1 Un fils sage reçoit la discipline {musar: instruction corrective} de son père; mais le moqueur {lets: railleur irrespectueux} ne prête pas l’oreille à la réprimande.
2 Le fruit des paroles d’un homme lui fait goûter le bien ; mais l’âme des traîtres {bogedim: ceux qui trahissent} a soif de violence {khamas: injustice cruelle}.
3 Celui qui surveille sa bouche {piv: organe de la parole} met son âme à l’abri ; celui qui laisse ses lèvres {sefatav: bordures de l'expression} s’ouvrir trop largement se fait conduire vers la destruction.
4 Le paresseux n’a que des désirs {va’ayin: absence totale}, et pourtant il n’a rien ; mais l’âme des diligents {charutzim: travailleurs appliqués} sera comblée.
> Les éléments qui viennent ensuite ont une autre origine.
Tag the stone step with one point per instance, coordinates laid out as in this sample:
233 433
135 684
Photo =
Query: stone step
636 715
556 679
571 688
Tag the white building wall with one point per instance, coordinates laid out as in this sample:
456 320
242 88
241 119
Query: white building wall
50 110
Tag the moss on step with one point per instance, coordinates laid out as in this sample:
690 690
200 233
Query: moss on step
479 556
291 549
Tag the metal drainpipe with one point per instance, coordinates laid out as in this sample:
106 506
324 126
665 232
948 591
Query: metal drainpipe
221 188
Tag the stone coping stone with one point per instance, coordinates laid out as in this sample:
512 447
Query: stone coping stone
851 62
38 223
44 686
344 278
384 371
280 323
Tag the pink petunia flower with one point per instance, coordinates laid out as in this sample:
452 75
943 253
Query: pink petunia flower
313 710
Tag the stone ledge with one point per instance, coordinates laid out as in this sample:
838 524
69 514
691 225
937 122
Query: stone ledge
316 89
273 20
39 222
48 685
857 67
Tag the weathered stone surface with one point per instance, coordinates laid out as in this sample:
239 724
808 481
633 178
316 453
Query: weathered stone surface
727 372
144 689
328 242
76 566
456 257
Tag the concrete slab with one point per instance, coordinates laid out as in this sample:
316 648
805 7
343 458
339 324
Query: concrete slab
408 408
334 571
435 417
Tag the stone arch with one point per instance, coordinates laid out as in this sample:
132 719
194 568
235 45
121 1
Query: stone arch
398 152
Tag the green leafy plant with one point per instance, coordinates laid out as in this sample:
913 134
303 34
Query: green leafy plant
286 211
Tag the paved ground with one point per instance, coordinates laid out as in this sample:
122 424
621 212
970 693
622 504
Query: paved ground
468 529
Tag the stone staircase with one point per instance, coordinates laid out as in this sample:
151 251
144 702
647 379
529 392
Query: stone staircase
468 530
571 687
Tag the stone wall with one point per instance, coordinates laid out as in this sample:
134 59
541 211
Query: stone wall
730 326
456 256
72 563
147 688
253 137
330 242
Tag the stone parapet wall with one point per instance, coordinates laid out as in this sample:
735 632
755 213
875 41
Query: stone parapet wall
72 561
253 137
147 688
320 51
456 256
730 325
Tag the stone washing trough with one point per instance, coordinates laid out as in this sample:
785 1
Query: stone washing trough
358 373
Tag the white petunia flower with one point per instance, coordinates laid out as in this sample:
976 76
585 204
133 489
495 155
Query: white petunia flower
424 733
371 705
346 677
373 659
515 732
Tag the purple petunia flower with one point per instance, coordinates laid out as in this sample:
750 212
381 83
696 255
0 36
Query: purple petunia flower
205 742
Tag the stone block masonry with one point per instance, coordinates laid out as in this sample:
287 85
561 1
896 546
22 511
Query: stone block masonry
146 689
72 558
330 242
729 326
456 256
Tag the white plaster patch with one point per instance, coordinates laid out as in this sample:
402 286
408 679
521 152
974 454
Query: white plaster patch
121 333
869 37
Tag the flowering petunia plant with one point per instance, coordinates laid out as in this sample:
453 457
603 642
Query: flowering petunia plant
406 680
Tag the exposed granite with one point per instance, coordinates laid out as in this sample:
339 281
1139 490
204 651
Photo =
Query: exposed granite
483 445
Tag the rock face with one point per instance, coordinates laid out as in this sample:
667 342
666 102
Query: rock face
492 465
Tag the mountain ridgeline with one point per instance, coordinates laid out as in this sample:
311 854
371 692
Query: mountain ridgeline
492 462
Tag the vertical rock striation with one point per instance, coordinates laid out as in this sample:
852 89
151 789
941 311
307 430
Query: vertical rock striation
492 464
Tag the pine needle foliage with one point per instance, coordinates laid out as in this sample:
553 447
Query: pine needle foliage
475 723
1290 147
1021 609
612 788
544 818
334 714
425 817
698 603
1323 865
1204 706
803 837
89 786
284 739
5 Le juste {tsaddiq: personne intègre} a en horreur la parole mensongère {sheqer: tromperie volontaire} ; le méchant, lui, devient répugnant et se couvre de honte.
6 La justice {tsedaqah: droiture} veille sur celui dont la route est intègre, tandis que la méchanceté {rishah: malveillance} renverse le pécheur.
7 L’un se donne des airs de riche et n’a rien du tout {kol: totalité} ; un autre paraît s’appauvrir, et pourtant il possède une grande richesse {hon: ressources matérielles}.
8 La richesse d’un homme peut servir de prix de rachat {kofer: rançon de la vie} pour son âme, mais le pauvre {rash: personne sans ressources matérielles} n’entend même pas la réprimande.
9 La lumière des justes {tsaddiqim: justes devant Dieu} brille avec joie {yismach: joie spirituelle} ; mais la lampe des méchants finit par s’éteindre.
10 L’orgueil {bezadon: arrogance délibérée} à lui seul fait naître des querelles; mais la sagesse se trouve auprès de ceux qui accueillent les conseils {no’atsim: personnes qui cherchent activement des conseils}.
11 Une richesse gagnée dans la vanité {mehevel: futilité trompeuse} finit par se réduire; mais celui qui amasse peu à peu {al-yad: litt. « à la main »} la verra grandir.
12 Quand l’espoir se prolonge {memushakhah: attente prolongée}, le cœur tombe malade ; mais un désir accompli est un arbre de vie {ets khayyim: source vivifiante}.
13 Qui méprise la parole {davar: message ou directive divine} s’attire la ruine, mais celui qui révère le commandement {mitsvah: prescription morale} recevra sa récompense.
14 L’enseignement du sage {khakham: homme de discernement} est une source de vie {mekor: origine vitale}; il aide à se détourner des pièges de la mort.
15 Une intelligence {sekhel: discernement moral} droite fait naître la faveur, mais la voie des traîtres {bogdim: perfidie} est pénible.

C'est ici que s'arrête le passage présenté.